According to this, FSGS is subdivided into five variants: not otherwise specified (NOS), perihilar (PH), cellular (CELL), glomerular tip lesions (GTL) and collapsing (COLL) variant.13 Cellular variant is the least common variant, identified in only 3% of cases. This is defined by at least one glomerulus with endocapillary hypercellularity (foam cells, macrophages and other leucocytes, endothelial cells) involving more than 25% of the glomerular tuft. This variant may lack segmental scars, mimicking focal proliferative GN. Foot process effacement is usually severe.14,15Since COLL and CELL variants show epithelial cell proliferation with dysregulated podocyte phenotype, some investigators do not distinguish these two types. Stokes et al. (14) made the first attempt to compare CELL with other FSGS variants (COLL, GTL and NOS). In this study there were significantly different rates of remission and end stage renal disease between the cellular and collapsing variants. This supports that these two variants should not be classified together.
Additionally, in this same study, CELL and GTL showed very similar pathologic findings, suggesting that CELL can represent a more advanced stage of GTL.

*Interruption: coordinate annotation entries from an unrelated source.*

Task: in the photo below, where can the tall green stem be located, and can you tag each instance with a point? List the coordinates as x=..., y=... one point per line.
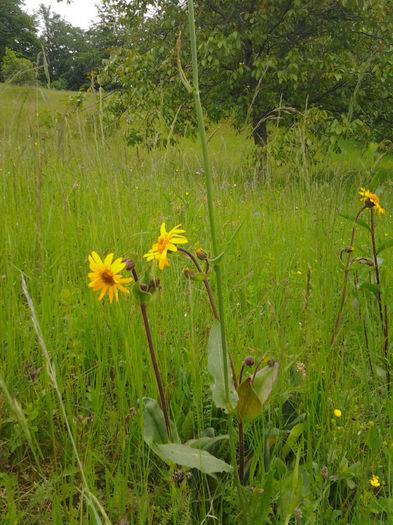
x=217, y=269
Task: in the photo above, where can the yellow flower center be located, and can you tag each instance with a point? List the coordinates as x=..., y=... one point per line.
x=163, y=240
x=107, y=277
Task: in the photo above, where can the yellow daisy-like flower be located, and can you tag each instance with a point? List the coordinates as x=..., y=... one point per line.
x=371, y=200
x=374, y=481
x=166, y=243
x=105, y=276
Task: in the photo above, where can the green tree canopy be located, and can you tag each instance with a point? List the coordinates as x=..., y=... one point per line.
x=17, y=29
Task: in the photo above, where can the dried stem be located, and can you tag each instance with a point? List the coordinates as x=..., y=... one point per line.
x=240, y=428
x=205, y=281
x=153, y=359
x=344, y=292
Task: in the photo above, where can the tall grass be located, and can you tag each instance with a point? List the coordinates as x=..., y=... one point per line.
x=61, y=198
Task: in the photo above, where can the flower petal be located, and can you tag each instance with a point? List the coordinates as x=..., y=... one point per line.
x=123, y=289
x=104, y=289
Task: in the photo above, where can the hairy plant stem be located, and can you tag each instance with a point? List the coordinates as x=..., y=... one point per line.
x=205, y=281
x=344, y=292
x=211, y=300
x=383, y=318
x=217, y=269
x=376, y=267
x=153, y=359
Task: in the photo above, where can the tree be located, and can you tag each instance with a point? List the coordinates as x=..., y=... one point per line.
x=17, y=30
x=71, y=52
x=257, y=56
x=16, y=69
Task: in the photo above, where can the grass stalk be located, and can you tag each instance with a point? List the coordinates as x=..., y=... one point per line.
x=346, y=270
x=92, y=501
x=154, y=359
x=217, y=268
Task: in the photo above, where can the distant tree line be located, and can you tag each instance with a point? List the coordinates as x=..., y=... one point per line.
x=67, y=53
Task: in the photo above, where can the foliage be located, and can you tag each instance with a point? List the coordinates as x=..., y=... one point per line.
x=255, y=57
x=282, y=281
x=16, y=69
x=17, y=30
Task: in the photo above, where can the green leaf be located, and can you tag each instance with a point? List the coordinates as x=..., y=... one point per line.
x=387, y=244
x=249, y=406
x=154, y=429
x=264, y=381
x=359, y=222
x=215, y=365
x=191, y=457
x=141, y=295
x=293, y=436
x=375, y=181
x=374, y=288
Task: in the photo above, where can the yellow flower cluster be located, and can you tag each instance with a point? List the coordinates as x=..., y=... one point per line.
x=166, y=243
x=374, y=481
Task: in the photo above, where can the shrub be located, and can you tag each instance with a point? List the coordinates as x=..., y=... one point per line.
x=16, y=69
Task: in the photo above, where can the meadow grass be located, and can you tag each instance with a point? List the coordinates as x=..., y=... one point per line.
x=63, y=193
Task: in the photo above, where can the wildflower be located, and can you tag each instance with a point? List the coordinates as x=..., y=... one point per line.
x=201, y=254
x=371, y=200
x=166, y=243
x=105, y=275
x=301, y=369
x=374, y=481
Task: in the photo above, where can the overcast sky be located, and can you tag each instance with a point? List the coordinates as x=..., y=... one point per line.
x=79, y=13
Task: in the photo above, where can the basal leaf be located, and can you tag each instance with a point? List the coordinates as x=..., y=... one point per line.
x=154, y=429
x=249, y=406
x=359, y=222
x=264, y=381
x=191, y=457
x=215, y=364
x=206, y=443
x=387, y=244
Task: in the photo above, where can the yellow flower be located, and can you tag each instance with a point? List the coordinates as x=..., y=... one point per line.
x=105, y=275
x=370, y=200
x=374, y=481
x=166, y=243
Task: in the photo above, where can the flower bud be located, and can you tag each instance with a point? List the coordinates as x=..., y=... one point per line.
x=188, y=273
x=201, y=254
x=249, y=361
x=130, y=264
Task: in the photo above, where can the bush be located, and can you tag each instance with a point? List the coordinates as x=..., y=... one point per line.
x=16, y=69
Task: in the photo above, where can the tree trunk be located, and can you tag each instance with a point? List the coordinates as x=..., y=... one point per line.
x=259, y=130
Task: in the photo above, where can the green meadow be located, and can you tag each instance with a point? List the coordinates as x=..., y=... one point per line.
x=69, y=185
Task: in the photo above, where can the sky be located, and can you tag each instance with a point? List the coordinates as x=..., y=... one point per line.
x=79, y=13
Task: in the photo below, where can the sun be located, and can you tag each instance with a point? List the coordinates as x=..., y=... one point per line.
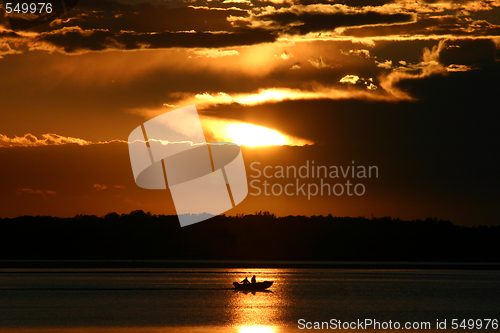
x=253, y=135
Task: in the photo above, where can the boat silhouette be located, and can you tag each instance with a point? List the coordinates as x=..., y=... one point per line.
x=253, y=286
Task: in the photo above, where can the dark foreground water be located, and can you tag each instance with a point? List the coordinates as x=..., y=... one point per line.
x=202, y=300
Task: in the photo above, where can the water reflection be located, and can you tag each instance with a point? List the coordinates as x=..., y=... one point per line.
x=258, y=311
x=257, y=329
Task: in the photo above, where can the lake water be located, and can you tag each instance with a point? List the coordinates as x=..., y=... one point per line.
x=203, y=300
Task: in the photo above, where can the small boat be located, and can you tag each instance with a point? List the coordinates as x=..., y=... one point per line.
x=253, y=286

The responsiveness of CELL to treatment is intermediate between COLL and GTL. However, other clinical aspects differences are still unclear.15,16Since it is the rarest of the variants, it is also the least understood. The majority of CELL cases present characteristics of nephrotic syndrome with 4-6 months of evolution and a low sCr level (between 1.58 ± 0.18 mg and 2.5 ± 1.7 mg/dl).14,16No reports correlating this variant with drugs, particularly clozapine, were found.
In this case, the patient had shorter evolution of nephrotic syndrome (1 month) and the response to corticosteroid therapy was excellent. Kidney dysfunction in this case was probably due to acute tubular injury, also documented in the histologic findings. Massive proteinuria in a short period of time, associated with hemodynamics changes due to diuretics and antihypertensive drugs, can explain the acute tubular damage seen in the kidney biopsy.
This case report highlights the importance of a comprehensive clinical history, along with kidney biopsy for an accurate diagnosis.
CONCLUSION
Kidney biopsy is still a very important tool for diagnosis and prognosis. Although ANCA autoantibodies can be an essential clue to the diagnosis of ANCA-related GN, kidney biopsy should not be dismissed. This case report emphasizes the importance of biopsy and how diferente the management of a patient with high titer of MPO and kidney dysfunction would be if it were not performed.